And yet I had gone to sleep that night afraid that I had given my trust too easily. I thought that yes, right now, he honestly might be interested in and genuinely excited about what the diary was going to reveal, and for a while, he might find reading it aloud to me in my attic somehow as satisfying as being in a play or a movie, but what if he became bored or thought it had been stupid to start with and then mentioned it to someone at school, who mentioned it to someone else, until I was surrounded with demands and questions? As my father was fond of saying, “Loose lips sink ships.” In this case, it would be my ship that had sunk, even before it had much of a chance to sail.
Would I feel like a fool? Would I feel as betrayed as Christopher would be by revealing to strangers how Cathy obviously felt at this point in his diary? I could appreciate how horrible it was for her and maybe even for him. When people whom you cared about and who cared about you seriously disappointed you,
it was truly like digging farther down into a wound, sending the pain through your very being. Your heart would close around itself. You would feel naked, lost, deceived by anything and everything afterward, and you would know that from then on, you would not have faith in anyone again. You would be unable to give your trust, even to those you loved. How much more alone could you be than that? Surely, that was what had happened to the Dollanganger children. And maybe that would happen to me.

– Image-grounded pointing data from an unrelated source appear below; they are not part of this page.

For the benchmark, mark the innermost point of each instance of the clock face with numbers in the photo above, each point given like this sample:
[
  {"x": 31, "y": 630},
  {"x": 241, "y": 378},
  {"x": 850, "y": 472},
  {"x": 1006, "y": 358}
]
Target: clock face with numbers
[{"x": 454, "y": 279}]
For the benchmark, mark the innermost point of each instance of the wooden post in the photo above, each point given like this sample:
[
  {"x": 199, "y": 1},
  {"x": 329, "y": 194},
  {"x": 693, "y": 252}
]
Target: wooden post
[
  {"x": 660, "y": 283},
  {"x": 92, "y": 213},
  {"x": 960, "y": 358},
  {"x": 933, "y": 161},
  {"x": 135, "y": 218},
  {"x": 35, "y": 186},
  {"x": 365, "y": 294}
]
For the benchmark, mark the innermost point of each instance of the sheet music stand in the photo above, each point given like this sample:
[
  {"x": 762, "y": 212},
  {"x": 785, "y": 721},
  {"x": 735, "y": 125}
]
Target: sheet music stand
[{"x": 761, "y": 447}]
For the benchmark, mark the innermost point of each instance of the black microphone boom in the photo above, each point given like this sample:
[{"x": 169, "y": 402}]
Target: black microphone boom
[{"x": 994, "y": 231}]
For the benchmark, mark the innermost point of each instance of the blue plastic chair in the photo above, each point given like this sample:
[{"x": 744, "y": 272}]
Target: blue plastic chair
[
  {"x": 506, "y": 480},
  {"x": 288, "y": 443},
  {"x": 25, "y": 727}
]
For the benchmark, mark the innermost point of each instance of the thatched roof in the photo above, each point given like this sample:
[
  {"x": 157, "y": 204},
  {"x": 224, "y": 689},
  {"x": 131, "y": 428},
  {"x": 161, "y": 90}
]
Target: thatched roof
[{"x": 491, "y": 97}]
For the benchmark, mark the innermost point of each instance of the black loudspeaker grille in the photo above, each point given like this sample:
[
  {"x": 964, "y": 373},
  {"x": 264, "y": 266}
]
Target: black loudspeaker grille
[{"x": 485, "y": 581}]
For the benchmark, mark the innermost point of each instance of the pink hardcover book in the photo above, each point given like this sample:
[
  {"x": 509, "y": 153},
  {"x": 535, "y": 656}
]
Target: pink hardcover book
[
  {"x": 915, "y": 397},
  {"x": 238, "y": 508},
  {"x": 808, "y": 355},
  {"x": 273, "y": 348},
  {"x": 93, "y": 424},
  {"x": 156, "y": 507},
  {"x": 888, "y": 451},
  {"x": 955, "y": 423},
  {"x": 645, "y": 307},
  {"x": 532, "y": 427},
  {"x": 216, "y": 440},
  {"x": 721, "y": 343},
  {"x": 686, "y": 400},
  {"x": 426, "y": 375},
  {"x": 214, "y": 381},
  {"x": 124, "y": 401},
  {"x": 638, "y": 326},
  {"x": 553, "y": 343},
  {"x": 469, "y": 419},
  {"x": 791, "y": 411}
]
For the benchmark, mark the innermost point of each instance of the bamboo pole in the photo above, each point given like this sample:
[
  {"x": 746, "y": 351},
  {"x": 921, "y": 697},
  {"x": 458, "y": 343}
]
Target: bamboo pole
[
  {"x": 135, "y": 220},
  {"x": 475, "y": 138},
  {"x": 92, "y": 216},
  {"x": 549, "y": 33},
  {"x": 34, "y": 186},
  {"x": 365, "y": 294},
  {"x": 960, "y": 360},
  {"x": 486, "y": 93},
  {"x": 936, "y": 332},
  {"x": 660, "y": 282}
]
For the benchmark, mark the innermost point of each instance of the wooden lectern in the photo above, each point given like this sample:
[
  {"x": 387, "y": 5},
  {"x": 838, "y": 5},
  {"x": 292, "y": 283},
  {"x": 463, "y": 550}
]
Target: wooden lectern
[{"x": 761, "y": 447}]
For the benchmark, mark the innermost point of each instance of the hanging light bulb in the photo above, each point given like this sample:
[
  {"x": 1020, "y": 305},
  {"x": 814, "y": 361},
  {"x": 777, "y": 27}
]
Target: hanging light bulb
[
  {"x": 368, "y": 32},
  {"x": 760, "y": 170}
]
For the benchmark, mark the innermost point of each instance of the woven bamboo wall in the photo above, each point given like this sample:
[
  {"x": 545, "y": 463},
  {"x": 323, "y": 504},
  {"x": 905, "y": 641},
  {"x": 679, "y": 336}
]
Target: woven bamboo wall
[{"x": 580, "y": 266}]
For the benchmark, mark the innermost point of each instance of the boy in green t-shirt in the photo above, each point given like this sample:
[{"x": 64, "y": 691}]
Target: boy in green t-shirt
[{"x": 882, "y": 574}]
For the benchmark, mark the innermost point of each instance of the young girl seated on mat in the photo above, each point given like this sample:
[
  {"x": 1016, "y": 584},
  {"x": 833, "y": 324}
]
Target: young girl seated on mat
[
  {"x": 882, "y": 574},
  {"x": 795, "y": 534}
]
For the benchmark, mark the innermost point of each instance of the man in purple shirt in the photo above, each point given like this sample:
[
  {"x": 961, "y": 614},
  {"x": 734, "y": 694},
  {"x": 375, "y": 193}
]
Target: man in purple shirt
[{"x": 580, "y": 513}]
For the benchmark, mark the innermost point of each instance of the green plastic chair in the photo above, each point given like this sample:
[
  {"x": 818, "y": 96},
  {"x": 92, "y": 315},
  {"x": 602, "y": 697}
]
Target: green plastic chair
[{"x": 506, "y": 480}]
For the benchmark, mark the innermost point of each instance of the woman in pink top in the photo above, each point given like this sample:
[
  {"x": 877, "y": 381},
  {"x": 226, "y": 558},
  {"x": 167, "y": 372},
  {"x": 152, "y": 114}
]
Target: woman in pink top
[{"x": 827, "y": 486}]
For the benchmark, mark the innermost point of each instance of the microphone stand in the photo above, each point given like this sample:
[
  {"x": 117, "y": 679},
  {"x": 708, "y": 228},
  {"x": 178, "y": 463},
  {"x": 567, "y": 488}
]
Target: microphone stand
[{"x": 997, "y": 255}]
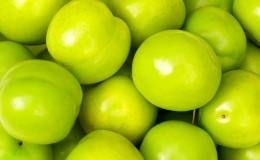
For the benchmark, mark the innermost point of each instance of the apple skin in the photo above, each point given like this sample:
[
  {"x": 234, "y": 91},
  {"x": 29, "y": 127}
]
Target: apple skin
[
  {"x": 87, "y": 39},
  {"x": 39, "y": 94},
  {"x": 146, "y": 17},
  {"x": 104, "y": 144},
  {"x": 222, "y": 31},
  {"x": 27, "y": 21},
  {"x": 232, "y": 116},
  {"x": 192, "y": 5},
  {"x": 115, "y": 104},
  {"x": 176, "y": 70},
  {"x": 178, "y": 140},
  {"x": 251, "y": 59},
  {"x": 11, "y": 148},
  {"x": 12, "y": 53},
  {"x": 247, "y": 13},
  {"x": 62, "y": 148},
  {"x": 250, "y": 153}
]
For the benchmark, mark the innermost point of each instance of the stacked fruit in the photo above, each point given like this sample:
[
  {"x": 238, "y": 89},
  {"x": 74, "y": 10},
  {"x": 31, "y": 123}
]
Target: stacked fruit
[{"x": 130, "y": 79}]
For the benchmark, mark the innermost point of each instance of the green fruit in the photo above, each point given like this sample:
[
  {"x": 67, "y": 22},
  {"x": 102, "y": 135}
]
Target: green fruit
[
  {"x": 86, "y": 38},
  {"x": 222, "y": 31},
  {"x": 26, "y": 21},
  {"x": 178, "y": 140},
  {"x": 115, "y": 104},
  {"x": 232, "y": 116},
  {"x": 104, "y": 144},
  {"x": 176, "y": 70},
  {"x": 39, "y": 101}
]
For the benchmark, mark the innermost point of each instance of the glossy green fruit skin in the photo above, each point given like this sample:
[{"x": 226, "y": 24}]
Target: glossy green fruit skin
[
  {"x": 232, "y": 116},
  {"x": 61, "y": 149},
  {"x": 104, "y": 144},
  {"x": 250, "y": 153},
  {"x": 247, "y": 13},
  {"x": 116, "y": 105},
  {"x": 35, "y": 96},
  {"x": 14, "y": 149},
  {"x": 146, "y": 17},
  {"x": 192, "y": 5},
  {"x": 86, "y": 38},
  {"x": 251, "y": 61},
  {"x": 178, "y": 140},
  {"x": 12, "y": 53},
  {"x": 27, "y": 21},
  {"x": 176, "y": 70},
  {"x": 222, "y": 31}
]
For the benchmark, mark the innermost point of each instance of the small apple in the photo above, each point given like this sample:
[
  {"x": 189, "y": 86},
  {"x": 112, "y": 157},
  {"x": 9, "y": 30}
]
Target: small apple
[
  {"x": 176, "y": 70},
  {"x": 232, "y": 116},
  {"x": 250, "y": 153},
  {"x": 248, "y": 14},
  {"x": 62, "y": 148},
  {"x": 12, "y": 53},
  {"x": 104, "y": 144},
  {"x": 251, "y": 62},
  {"x": 40, "y": 101},
  {"x": 115, "y": 104},
  {"x": 222, "y": 31},
  {"x": 87, "y": 39},
  {"x": 146, "y": 17},
  {"x": 14, "y": 149},
  {"x": 178, "y": 140},
  {"x": 26, "y": 21}
]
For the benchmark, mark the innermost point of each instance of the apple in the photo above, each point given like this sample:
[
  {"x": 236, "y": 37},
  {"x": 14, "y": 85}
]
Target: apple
[
  {"x": 115, "y": 104},
  {"x": 178, "y": 140},
  {"x": 232, "y": 116},
  {"x": 12, "y": 53},
  {"x": 176, "y": 70},
  {"x": 222, "y": 31},
  {"x": 250, "y": 153},
  {"x": 104, "y": 144},
  {"x": 192, "y": 5},
  {"x": 251, "y": 62},
  {"x": 11, "y": 148},
  {"x": 88, "y": 40},
  {"x": 40, "y": 101},
  {"x": 62, "y": 148},
  {"x": 248, "y": 14},
  {"x": 26, "y": 21},
  {"x": 145, "y": 17}
]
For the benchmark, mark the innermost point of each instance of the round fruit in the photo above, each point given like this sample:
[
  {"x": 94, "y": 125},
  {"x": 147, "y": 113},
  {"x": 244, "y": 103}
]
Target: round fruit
[{"x": 176, "y": 70}]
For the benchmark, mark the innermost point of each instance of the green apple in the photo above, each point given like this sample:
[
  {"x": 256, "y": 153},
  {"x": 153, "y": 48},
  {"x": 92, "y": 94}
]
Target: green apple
[
  {"x": 232, "y": 116},
  {"x": 192, "y": 5},
  {"x": 115, "y": 104},
  {"x": 178, "y": 140},
  {"x": 104, "y": 144},
  {"x": 26, "y": 21},
  {"x": 12, "y": 53},
  {"x": 87, "y": 39},
  {"x": 250, "y": 153},
  {"x": 251, "y": 61},
  {"x": 248, "y": 14},
  {"x": 222, "y": 31},
  {"x": 39, "y": 101},
  {"x": 62, "y": 148},
  {"x": 146, "y": 17},
  {"x": 176, "y": 70},
  {"x": 14, "y": 149}
]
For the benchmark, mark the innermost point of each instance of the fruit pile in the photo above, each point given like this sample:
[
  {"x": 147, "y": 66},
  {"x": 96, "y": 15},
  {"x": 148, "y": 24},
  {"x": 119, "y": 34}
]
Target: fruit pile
[{"x": 129, "y": 79}]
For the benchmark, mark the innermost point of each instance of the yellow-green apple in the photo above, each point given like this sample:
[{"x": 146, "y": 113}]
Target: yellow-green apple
[
  {"x": 222, "y": 31},
  {"x": 87, "y": 39},
  {"x": 176, "y": 70}
]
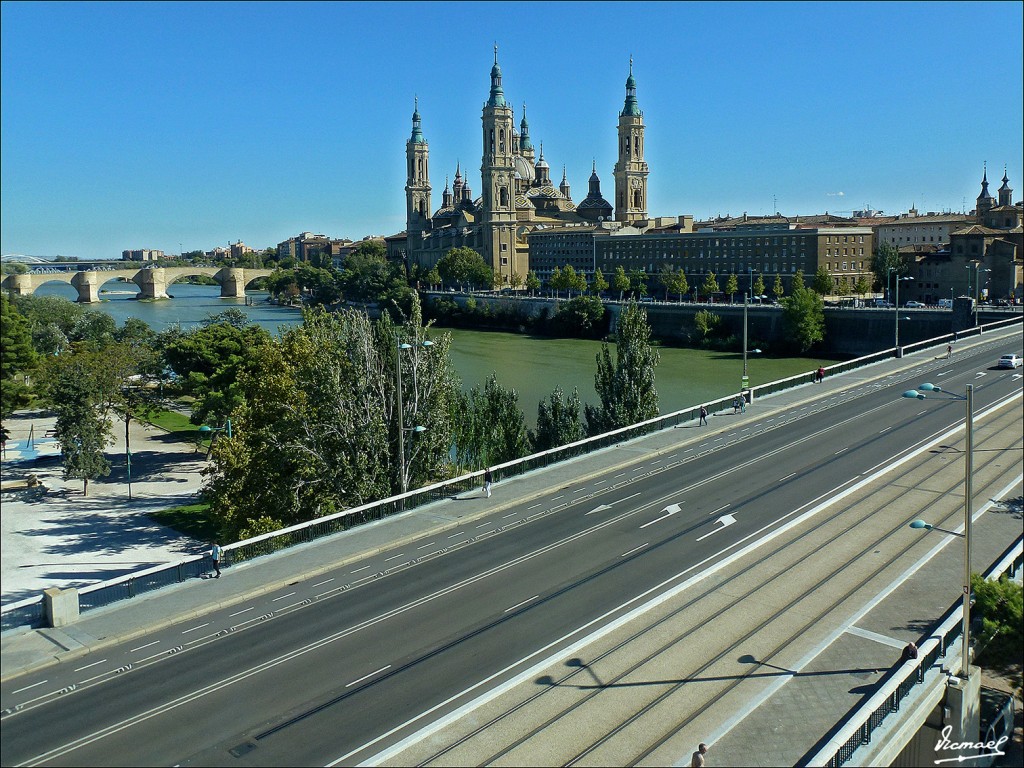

And all because I was reading the diary secretly.
Was it possible for a diary to be too dangerous to open, a Pandora's box? Was that why my father had told me not to read it? Wasn't it silly to ascribe such powers to an old leather-bound book full of some teenage boy's personal thoughts and descriptions? However, I reminded myself that there were forbidden books. Books had influence on their readers. Schools kept certain books out of their libraries, and parents forbade their children to read them. Governments forbade books. Religions forbade books they thought had been written by witches, even the devil.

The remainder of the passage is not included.